All I'm interested in is which law prevents you from doing it and what the reasons behind it are.

Cheers

: victory:


----------



## spend_day (Apr 10, 2008)

there's a law that stops you from doing this?


----------



## Crownan (Jan 6, 2007)

Apparently so..........thats what I'm trying to find out


----------



## weeminx (Oct 28, 2006)

*deleted*


----------



## spend_day (Apr 10, 2008)

Crownan said:


> Apparently so..........thats what I'm trying to find out


just seems kinda weird as some people still sometimes hunt for food (rabbits, pigeon etc)


----------



## Ozgi (Jun 1, 2008)

Whatever law it is it's one of those un-policeable (that even a word? lol) ones. Can't see anybody ever getting charged for doing it.


----------



## Crownan (Jan 6, 2007)

weeminx said:


> there should be a law if there isnt.
> 
> just saw the thread........
> 
> ...



Opinions are not welcome here! (I dont want it getting locked before I find my answers!)


----------



## freekygeeky (May 25, 2007)

i dont think there is. And i dont see why there would be one..


----------



## Ozgi (Jun 1, 2008)

freekygeeky said:


> i dont think there is. And i dont see why there would be one..


Apparently there is, check out RodneyVets posts on this thread...

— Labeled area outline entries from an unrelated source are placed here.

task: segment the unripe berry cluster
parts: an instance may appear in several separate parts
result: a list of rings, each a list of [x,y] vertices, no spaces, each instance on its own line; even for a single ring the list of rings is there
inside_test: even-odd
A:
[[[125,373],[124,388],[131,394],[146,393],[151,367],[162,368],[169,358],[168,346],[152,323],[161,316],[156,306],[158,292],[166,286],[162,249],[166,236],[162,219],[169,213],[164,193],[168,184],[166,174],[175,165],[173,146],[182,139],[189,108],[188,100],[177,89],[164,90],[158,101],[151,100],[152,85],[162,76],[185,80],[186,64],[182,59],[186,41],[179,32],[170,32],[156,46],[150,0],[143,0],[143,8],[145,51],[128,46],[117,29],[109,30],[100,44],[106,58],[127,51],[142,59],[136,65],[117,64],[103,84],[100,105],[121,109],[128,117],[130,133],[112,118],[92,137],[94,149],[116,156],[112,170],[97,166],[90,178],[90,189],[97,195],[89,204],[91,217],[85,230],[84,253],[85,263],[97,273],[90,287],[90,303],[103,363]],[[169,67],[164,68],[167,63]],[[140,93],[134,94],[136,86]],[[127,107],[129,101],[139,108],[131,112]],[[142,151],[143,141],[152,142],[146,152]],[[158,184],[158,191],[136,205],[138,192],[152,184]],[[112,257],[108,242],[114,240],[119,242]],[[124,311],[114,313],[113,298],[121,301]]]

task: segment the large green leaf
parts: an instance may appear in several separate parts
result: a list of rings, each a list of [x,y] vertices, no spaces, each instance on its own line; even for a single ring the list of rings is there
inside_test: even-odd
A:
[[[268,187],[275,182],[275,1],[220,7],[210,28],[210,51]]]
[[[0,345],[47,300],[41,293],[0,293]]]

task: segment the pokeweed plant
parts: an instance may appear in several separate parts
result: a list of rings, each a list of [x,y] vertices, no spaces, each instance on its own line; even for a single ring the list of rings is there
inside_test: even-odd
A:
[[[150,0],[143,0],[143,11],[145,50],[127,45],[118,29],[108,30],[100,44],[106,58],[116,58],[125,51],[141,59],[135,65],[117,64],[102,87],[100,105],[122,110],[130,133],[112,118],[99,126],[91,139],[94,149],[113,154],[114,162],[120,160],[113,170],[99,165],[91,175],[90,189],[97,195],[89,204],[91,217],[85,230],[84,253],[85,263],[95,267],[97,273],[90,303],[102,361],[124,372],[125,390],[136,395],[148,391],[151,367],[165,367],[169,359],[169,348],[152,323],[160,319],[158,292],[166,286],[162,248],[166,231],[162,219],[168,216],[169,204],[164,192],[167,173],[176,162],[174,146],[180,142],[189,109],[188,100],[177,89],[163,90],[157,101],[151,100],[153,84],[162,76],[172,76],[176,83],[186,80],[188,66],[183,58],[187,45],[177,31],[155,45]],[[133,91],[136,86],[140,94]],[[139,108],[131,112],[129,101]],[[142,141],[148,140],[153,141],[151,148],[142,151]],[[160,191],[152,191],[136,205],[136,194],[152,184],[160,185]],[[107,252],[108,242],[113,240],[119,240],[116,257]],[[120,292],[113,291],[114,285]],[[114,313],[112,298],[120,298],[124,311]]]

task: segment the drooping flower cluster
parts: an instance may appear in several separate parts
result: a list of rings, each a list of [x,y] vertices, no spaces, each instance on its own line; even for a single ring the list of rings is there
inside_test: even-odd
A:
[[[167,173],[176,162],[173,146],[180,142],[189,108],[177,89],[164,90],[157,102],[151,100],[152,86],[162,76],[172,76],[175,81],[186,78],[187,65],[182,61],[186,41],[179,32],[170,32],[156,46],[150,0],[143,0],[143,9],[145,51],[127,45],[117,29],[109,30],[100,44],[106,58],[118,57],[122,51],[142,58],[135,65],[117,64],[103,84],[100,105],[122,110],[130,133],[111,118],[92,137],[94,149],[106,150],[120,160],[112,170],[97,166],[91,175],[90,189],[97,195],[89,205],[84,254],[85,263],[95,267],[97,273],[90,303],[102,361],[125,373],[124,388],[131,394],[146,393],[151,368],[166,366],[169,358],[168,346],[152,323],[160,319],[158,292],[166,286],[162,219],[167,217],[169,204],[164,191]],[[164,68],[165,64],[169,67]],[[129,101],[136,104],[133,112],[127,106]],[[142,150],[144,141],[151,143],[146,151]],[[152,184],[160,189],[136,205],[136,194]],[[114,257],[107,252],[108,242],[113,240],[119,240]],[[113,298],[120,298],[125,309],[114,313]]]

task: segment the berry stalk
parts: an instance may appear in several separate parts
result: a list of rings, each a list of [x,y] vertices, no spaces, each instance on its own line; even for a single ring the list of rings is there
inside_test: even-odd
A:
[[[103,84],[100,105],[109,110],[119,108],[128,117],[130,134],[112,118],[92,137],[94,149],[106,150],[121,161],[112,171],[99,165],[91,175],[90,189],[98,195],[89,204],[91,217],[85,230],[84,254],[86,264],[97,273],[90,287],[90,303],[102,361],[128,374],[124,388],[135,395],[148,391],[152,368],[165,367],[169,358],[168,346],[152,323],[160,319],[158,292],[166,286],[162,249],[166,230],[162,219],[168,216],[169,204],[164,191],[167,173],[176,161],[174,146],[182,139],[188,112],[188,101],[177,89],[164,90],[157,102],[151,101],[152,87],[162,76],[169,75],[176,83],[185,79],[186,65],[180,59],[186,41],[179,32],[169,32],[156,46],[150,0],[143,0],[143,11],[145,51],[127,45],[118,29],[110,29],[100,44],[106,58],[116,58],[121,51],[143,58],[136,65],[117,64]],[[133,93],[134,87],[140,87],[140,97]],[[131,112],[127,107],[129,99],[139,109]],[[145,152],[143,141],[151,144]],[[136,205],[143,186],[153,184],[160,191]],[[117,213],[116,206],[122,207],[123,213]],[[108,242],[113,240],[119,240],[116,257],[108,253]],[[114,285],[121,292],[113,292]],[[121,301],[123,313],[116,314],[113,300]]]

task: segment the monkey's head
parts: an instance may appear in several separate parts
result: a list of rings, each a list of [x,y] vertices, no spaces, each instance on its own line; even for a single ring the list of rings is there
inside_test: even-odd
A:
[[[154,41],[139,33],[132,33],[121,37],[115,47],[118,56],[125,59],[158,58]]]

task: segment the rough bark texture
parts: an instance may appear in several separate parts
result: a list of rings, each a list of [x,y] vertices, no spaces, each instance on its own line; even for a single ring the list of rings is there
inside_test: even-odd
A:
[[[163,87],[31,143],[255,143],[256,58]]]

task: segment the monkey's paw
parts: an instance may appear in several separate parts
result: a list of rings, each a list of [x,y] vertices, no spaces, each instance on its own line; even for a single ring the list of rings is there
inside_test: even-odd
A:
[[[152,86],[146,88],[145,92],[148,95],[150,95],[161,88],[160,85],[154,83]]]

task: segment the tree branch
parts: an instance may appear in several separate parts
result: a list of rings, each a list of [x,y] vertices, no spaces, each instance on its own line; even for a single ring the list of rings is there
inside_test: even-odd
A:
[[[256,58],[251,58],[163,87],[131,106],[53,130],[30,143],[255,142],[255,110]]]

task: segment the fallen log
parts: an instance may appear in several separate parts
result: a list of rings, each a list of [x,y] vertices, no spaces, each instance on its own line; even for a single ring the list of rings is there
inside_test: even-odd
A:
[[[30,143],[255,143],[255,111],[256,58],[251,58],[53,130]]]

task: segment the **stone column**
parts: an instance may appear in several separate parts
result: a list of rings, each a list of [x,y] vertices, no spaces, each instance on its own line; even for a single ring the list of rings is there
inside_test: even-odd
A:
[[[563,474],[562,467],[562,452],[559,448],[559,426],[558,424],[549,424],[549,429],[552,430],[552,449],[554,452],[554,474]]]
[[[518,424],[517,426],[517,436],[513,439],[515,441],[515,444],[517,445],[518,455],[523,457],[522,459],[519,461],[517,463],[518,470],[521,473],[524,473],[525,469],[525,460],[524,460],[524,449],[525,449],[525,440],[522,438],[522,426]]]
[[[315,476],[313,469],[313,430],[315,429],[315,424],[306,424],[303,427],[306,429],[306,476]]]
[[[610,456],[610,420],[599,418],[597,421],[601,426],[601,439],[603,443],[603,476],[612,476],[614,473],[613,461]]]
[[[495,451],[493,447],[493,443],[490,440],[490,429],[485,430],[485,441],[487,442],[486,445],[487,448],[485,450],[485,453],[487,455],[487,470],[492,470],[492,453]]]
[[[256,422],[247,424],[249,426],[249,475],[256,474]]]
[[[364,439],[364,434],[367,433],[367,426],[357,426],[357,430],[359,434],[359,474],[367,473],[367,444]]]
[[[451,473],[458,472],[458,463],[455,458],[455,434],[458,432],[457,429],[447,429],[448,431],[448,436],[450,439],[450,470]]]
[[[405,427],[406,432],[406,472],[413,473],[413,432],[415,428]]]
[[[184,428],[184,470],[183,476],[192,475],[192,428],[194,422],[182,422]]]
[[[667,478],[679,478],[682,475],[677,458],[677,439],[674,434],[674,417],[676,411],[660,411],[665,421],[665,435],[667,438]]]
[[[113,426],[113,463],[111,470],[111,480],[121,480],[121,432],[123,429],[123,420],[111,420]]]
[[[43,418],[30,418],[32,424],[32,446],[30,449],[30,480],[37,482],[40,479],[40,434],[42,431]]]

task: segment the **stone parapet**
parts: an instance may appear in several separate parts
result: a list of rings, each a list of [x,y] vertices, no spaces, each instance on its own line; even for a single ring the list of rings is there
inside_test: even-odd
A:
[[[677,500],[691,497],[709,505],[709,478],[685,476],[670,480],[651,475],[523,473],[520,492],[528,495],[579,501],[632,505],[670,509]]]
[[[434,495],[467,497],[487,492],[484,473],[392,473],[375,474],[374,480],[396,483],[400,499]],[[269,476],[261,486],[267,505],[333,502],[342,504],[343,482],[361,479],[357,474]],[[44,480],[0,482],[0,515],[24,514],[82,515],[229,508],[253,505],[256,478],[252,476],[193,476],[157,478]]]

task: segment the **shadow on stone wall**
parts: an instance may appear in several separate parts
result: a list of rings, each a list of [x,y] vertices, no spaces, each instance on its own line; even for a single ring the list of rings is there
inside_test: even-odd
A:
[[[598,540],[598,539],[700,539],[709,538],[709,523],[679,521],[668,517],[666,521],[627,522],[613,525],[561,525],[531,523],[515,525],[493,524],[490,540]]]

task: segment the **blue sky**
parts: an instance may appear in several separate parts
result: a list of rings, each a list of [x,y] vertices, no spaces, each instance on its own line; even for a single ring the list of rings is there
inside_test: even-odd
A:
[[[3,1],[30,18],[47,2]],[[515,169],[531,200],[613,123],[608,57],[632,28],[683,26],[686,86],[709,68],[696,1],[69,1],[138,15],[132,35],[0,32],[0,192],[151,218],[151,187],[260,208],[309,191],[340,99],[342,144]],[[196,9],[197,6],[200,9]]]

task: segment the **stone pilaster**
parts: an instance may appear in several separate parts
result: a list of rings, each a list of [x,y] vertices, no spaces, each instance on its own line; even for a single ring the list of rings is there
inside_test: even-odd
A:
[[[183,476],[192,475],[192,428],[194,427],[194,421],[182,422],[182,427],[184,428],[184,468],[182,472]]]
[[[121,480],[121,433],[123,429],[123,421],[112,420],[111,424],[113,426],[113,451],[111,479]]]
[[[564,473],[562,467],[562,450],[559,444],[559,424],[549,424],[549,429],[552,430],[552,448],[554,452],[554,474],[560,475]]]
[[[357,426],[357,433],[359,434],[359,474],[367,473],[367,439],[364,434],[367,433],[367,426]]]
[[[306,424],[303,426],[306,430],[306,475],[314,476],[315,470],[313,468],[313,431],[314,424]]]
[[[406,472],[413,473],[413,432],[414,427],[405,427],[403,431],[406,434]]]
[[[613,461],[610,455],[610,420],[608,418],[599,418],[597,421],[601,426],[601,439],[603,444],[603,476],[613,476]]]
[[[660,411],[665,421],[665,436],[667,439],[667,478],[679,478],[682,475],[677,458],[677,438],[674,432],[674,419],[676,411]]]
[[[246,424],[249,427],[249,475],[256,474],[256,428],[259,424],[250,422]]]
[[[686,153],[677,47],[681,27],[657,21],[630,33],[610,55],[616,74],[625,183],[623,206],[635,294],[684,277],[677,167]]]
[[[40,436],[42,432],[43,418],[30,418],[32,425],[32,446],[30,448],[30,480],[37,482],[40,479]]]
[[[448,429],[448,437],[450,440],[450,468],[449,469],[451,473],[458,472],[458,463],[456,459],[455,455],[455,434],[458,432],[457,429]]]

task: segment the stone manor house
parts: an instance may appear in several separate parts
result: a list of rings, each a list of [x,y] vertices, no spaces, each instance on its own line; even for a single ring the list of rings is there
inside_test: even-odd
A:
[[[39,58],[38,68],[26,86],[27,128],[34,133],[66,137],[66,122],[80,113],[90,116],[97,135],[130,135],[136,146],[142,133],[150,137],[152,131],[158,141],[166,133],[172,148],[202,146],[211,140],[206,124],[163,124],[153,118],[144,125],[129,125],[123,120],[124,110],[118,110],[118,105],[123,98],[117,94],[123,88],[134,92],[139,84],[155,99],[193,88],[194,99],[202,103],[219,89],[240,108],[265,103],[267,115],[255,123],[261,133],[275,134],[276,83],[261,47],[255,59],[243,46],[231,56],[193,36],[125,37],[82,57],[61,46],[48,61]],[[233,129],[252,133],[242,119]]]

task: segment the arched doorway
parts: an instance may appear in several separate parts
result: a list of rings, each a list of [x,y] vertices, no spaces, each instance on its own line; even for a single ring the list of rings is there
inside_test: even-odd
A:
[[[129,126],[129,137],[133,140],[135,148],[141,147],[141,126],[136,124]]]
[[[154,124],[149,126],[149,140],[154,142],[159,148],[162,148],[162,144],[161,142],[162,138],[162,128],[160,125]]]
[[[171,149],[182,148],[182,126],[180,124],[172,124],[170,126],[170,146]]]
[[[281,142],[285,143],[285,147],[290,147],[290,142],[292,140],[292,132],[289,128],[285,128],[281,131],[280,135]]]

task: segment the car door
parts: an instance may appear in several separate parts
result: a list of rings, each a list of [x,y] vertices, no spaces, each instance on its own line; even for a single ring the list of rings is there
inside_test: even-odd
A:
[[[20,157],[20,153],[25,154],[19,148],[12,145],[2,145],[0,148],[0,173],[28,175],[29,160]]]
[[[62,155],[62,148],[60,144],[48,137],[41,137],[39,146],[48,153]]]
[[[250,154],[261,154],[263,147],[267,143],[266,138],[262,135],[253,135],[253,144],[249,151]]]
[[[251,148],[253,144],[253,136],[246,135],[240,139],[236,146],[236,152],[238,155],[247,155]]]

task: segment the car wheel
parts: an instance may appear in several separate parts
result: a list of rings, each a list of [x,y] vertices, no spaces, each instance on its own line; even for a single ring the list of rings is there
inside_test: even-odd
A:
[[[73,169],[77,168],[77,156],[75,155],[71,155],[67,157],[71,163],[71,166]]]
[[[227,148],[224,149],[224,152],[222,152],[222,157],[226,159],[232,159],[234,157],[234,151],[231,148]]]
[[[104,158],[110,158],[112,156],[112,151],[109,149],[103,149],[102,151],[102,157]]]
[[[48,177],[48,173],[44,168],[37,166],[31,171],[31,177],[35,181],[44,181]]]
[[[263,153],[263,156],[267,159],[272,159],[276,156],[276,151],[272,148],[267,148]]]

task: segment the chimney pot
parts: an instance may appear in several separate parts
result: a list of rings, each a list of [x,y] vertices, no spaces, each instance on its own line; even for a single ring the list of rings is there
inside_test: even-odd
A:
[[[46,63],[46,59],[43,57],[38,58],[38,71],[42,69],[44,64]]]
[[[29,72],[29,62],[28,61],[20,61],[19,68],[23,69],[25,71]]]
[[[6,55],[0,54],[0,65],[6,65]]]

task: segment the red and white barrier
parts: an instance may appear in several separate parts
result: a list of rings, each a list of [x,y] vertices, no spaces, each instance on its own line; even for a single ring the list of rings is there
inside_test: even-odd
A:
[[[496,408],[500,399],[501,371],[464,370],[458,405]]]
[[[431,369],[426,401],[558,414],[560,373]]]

http://www.reptileforums.co.uk/snake-pictures/221161-warning-graphic-fotos-dead-cut.html


----------



## freekygeeky (May 25, 2007)

Ozgi said:


> Apparently there is, check out RodneyVets posts on this thread...
> 
> http://www.reptileforums.co.uk/snake-pictures/221161-warning-graphic-fotos-dead-cut.html



yea ive seen many peopel say its illegal, but it is to bury your reps in your garden, and ive done that probably 20 times...


----------



## weeminx (Oct 28, 2006)

Crownan said:


> Opinions are not welcome here! (I dont want it getting locked before I find my answers!)


sorry:-|


----------



## spend_day (Apr 10, 2008)

Ozgi said:


> Apparently there is, check out RodneyVets posts on this thread...
> 
> http://www.reptileforums.co.uk/snake-pictures/221161-warning-graphic-fotos-dead-cut.html


 the only refference to any law i see is to the veterinary surgeons act which i know next to nothing about but I assume it must only cover very specific circumstances


----------



## Ozgi (Jun 1, 2008)

spend_day said:


> the only refference to any law i see is to the veterinary surgeons act which i know next to nothing about but I assume it must only cover very specific circumstances


Yeh, in short it's a very obscure law which will never be enforced, lol.


----------



## wozza_t (Jan 4, 2007)

but don't kids still dissect animals in school, i did but that was a few years ago now:whistling2:

And what about fishermen who cut up bait???


----------



## gtm (Jan 23, 2008)

spend_day said:


> the only refference to any law i see is to the veterinary surgeons act which i know next to nothing about but I assume it must only cover very specific circumstances


You can cut your own animals without falling foul of the Veterinary Surgeons Act. Problems can arise if you cut up other people animals & attempt to diagnose / treat - you're breaking the law.


----------



## t-bo (Jan 26, 2005)

gtm said:


> You can cut your own animals without falling foul of the Veterinary Surgeons Act. Problems can arise if you cut up other people animals & attempt to diagnose / treat - you're breaking the law.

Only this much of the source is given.